The government has been consulting on a compliance known as ‘conditionality’, which would mean landlords will have to show that they are registered for tax with HM Revenue & Customs (HMRC) before being granted a licence to trade, or before their licence is renewed. Landlords who are just setting up and not yet trading would need to show that they have understood the requirements to be registered. Simply, it means access to the public sector licenses needed to trade will be conditional on tax compliance.
We support this approach – we believe it is reasonable to expect landlords to ensure their compliance with tax laws before renting out property. And although we know that the majority of landlords take their responsibilities to their tenants very seriously, a small minority don’t.
Either willfully or through ignorance, they fail to comply with requirements – causing ill health and distress to renters. Evidence of non-compliance in one sector is linked to non-compliance in others. Our recent research found that many private rented sector (PRS) housing teams already work closely with other agencies, including HMRC, to share intelligence and crack down on bad landlords. We would expect increasing compliance in tax-registration to lead to higher standards across the PRS.
However, there is a risk that the new requirement will only cover those who are already broadly compliant, signed up to licensing schemes etc. – and who are not operating under the radar.
Licensing schemes can help councils to better understand their PRS and the landlords in it. They also help councils work with landlords to promote higher-quality properties. As the consultation notes, most existing schemes are selective – introduced in areas where there is evidence of particular problems. This can lead to a patchwork of schemes (and none), causing confusion for both landlords and renters.
Borough-wide schemes can have considerable advantages for cash-strapped councils. It is less of an administrative burden, easier for landlords and tenants to understand – and gives poor landlords less opportunity to hide.

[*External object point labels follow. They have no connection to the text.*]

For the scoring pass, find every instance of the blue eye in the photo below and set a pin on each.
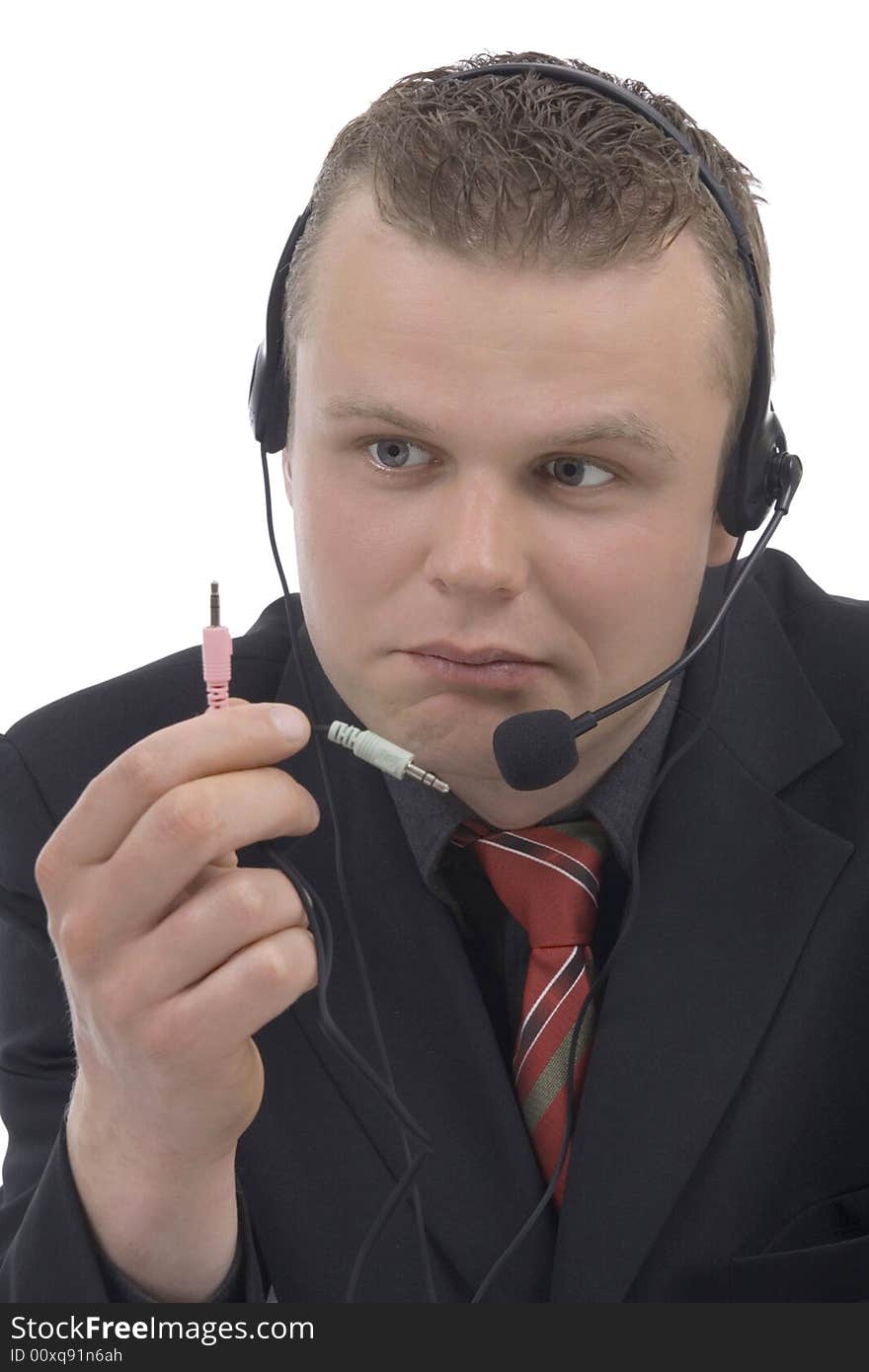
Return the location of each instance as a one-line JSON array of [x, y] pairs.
[[574, 468], [391, 456]]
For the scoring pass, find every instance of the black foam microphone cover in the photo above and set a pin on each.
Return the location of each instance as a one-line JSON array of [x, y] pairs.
[[534, 749]]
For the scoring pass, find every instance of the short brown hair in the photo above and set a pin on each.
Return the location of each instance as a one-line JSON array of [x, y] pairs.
[[530, 171]]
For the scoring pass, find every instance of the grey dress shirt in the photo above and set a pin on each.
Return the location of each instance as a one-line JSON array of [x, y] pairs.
[[496, 943]]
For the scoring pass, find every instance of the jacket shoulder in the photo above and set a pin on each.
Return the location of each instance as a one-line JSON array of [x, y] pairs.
[[48, 756]]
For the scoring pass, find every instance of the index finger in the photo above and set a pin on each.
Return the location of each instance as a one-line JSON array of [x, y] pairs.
[[115, 801]]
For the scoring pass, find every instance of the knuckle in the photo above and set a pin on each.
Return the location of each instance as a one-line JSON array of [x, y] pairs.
[[272, 964], [77, 939], [247, 893], [184, 813], [140, 770], [161, 1034], [303, 809]]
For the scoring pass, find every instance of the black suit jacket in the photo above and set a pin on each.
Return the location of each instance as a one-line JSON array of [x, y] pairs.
[[722, 1143]]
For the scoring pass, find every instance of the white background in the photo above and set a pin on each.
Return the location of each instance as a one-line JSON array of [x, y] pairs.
[[155, 157]]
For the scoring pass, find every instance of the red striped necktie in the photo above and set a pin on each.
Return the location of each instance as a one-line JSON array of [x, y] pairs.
[[549, 882]]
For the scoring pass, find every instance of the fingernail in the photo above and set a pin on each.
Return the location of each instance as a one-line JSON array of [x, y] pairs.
[[288, 722]]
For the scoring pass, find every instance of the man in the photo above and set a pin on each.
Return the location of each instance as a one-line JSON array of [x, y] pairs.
[[490, 452]]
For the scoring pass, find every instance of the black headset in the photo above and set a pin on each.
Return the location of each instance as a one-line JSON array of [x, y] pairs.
[[537, 748]]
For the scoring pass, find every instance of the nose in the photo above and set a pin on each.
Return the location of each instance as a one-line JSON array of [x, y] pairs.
[[479, 544]]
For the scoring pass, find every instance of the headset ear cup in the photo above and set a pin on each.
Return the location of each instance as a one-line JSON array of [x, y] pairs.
[[257, 407], [729, 509], [745, 498]]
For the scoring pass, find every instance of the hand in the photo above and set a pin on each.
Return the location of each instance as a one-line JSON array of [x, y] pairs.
[[172, 955]]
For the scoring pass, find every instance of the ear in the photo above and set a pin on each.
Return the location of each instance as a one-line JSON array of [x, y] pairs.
[[285, 464], [721, 544]]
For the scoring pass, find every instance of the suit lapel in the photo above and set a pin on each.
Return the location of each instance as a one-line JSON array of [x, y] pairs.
[[481, 1181], [731, 882]]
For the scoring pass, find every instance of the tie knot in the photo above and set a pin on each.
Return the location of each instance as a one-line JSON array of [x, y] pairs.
[[548, 877]]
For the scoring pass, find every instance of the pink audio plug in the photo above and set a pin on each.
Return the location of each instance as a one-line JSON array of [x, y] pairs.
[[215, 656]]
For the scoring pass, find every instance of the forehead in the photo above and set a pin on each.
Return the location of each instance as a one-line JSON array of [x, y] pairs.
[[378, 294]]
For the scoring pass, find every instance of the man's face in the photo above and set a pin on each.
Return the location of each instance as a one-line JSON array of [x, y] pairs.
[[474, 520]]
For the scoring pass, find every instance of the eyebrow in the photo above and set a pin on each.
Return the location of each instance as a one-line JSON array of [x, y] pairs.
[[623, 425]]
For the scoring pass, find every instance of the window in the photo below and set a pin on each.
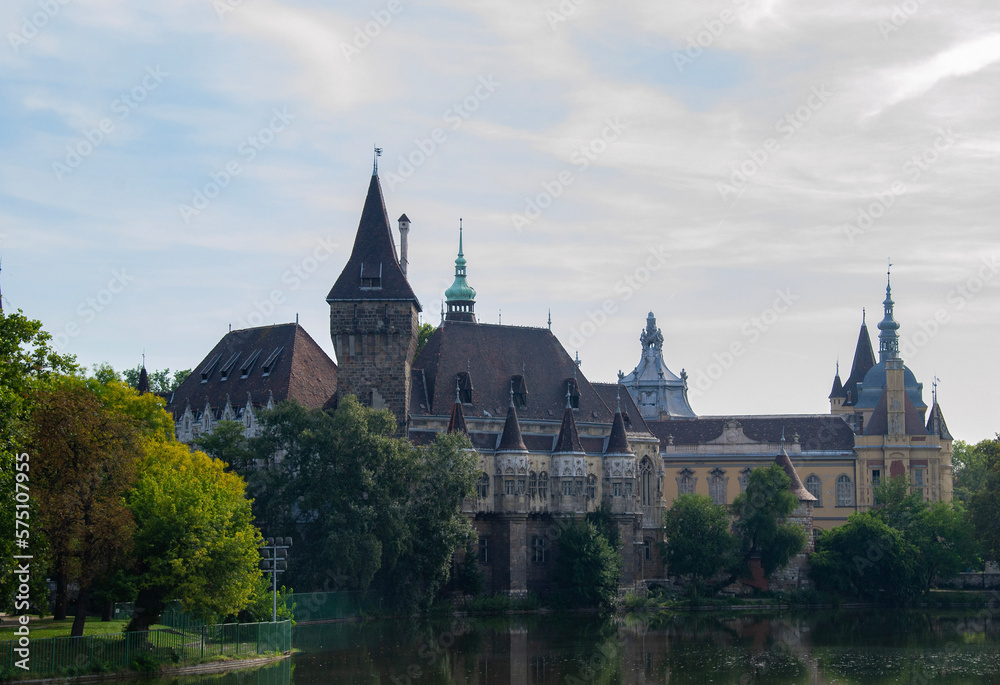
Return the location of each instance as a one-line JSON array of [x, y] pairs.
[[815, 488], [845, 491], [646, 481], [539, 549], [717, 486]]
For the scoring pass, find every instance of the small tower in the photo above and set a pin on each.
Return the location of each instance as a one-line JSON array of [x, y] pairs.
[[374, 316], [460, 297]]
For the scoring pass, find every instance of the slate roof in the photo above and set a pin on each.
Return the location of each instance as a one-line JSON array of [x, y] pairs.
[[492, 355], [864, 359], [816, 432], [297, 368], [878, 424], [374, 254]]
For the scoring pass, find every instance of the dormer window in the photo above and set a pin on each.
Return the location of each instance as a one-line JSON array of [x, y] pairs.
[[465, 387], [371, 277], [520, 390], [206, 372], [248, 364]]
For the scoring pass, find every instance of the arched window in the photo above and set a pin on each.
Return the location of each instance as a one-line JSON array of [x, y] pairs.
[[845, 491], [717, 486], [646, 482], [815, 488]]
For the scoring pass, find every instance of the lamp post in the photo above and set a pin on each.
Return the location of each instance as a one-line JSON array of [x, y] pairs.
[[275, 553]]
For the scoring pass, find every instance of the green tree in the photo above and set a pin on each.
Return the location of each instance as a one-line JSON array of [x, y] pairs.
[[760, 519], [85, 451], [424, 333], [587, 567], [699, 543], [984, 504], [27, 358], [194, 539], [866, 558]]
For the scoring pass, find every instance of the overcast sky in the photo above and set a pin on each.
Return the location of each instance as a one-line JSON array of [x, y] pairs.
[[742, 169]]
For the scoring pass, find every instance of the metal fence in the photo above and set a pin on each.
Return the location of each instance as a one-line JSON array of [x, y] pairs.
[[120, 651]]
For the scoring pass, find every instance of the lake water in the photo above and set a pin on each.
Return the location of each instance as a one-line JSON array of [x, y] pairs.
[[857, 647]]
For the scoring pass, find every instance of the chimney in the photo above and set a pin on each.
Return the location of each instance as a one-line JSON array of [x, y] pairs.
[[404, 230]]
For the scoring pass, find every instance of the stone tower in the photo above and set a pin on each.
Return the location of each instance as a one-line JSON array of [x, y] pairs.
[[374, 316]]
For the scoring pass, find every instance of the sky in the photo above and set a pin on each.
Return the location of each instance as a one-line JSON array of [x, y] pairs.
[[745, 170]]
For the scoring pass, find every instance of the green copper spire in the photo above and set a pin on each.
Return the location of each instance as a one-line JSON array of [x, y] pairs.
[[461, 297]]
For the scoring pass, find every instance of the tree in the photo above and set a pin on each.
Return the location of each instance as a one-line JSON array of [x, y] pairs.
[[375, 512], [866, 558], [424, 333], [760, 523], [27, 358], [699, 543], [194, 537], [984, 504], [85, 451], [587, 567]]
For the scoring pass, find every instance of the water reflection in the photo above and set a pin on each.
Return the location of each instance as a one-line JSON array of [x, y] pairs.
[[862, 648]]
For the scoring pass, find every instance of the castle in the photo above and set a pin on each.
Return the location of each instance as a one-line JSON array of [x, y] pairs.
[[553, 445]]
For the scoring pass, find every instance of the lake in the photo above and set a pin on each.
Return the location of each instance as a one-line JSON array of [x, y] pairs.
[[857, 647]]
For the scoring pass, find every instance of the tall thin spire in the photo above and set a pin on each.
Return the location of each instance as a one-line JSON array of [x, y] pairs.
[[888, 338]]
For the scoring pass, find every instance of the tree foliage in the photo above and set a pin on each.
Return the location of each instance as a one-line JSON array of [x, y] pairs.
[[375, 512], [699, 543], [194, 541], [760, 524], [587, 567]]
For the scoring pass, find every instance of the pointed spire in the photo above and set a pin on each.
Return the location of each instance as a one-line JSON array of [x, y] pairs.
[[888, 338], [457, 422], [510, 439]]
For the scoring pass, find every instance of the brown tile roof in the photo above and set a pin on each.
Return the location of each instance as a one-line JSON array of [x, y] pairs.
[[878, 424], [492, 355], [374, 254], [816, 432], [297, 368]]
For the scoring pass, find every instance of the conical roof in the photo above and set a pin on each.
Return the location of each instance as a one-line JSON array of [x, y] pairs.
[[510, 439], [373, 256]]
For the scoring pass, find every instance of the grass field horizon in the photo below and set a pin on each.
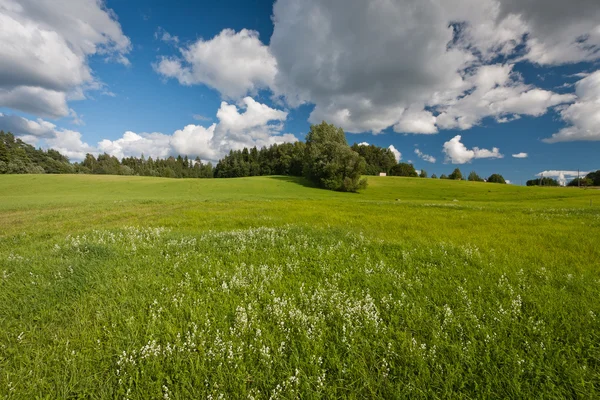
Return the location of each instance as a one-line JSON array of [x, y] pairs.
[[265, 287]]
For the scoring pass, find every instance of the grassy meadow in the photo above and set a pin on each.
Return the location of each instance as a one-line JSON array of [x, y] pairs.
[[265, 287]]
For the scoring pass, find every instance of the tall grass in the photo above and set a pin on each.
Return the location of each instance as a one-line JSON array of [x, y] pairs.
[[435, 300]]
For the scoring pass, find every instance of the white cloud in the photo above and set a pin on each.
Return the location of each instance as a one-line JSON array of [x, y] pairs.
[[457, 153], [493, 91], [233, 63], [397, 154], [44, 47], [582, 117], [414, 121], [562, 176], [425, 157], [429, 69], [248, 124], [165, 36], [69, 143], [20, 126]]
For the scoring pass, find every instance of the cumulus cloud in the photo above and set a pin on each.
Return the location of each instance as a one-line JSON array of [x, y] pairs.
[[457, 153], [246, 124], [562, 176], [582, 117], [436, 64], [165, 36], [70, 144], [20, 126], [397, 154], [493, 91], [425, 157], [234, 63], [44, 47]]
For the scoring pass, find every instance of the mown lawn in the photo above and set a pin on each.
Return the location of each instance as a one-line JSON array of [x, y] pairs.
[[263, 287]]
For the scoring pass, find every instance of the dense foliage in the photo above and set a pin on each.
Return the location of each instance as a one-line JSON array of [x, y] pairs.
[[543, 182], [403, 169], [18, 157], [378, 159], [330, 163], [581, 182], [594, 177], [180, 167], [473, 177], [456, 175], [496, 178], [278, 159]]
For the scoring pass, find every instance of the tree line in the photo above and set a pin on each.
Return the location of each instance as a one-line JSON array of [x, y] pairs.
[[325, 158]]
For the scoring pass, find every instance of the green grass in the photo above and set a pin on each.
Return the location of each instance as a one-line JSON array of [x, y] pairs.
[[131, 287]]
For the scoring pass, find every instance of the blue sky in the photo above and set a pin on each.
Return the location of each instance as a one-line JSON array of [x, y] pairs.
[[196, 78]]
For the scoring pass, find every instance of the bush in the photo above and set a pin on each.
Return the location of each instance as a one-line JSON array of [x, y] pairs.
[[473, 177], [456, 175], [496, 178], [330, 163], [403, 169]]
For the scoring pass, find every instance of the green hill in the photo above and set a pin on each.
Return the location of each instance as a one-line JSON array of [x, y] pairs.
[[117, 286]]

It enables councils to concentrate resources (and enforcement action) on those landlords who do not apply for a licence. Newham, for one, has shown what can be done through a borough-wide scheme. MHCLG’s decision to exclude the Olympic Park site from the renewal of their wholly borough-wide scheme avoids setting a precedent. But Newham’s success should encourage other local authorities to explore the benefits of larger licensing schemes to work with more landlords to improve conditions across the private rented sector. If not, HMRC’s ambitions to increase tax compliance in the PRS will be similarly dampened.
And, of course, landlords who do not own an HMO or a property in an area covered by a selective licensing scheme will not need to show that they are registered for tax.
The principles set out in the consultation set the right balance between assisting landlords to register at the right time – and provide evidence that they have done so – while making it harder to trade for those determined to hide their income from HMRC.
Even so, landlords and local authorities will need to find the resource to help staff to familiarise themselves and landlords with the new requirements – and to verify the evidence that they have received from landlords. They’ll also need more resource for managing appeals that result from adding a condition to licensing schemes, whether for houses in multiple occupation (HMOs) or in selective schemes. The additional costs for this should not come out of existing licensing fees.
Should the government add this conditionality to licences, it must place the fewest possible additional burdens on landlords and local authorities (as well the licensing authority).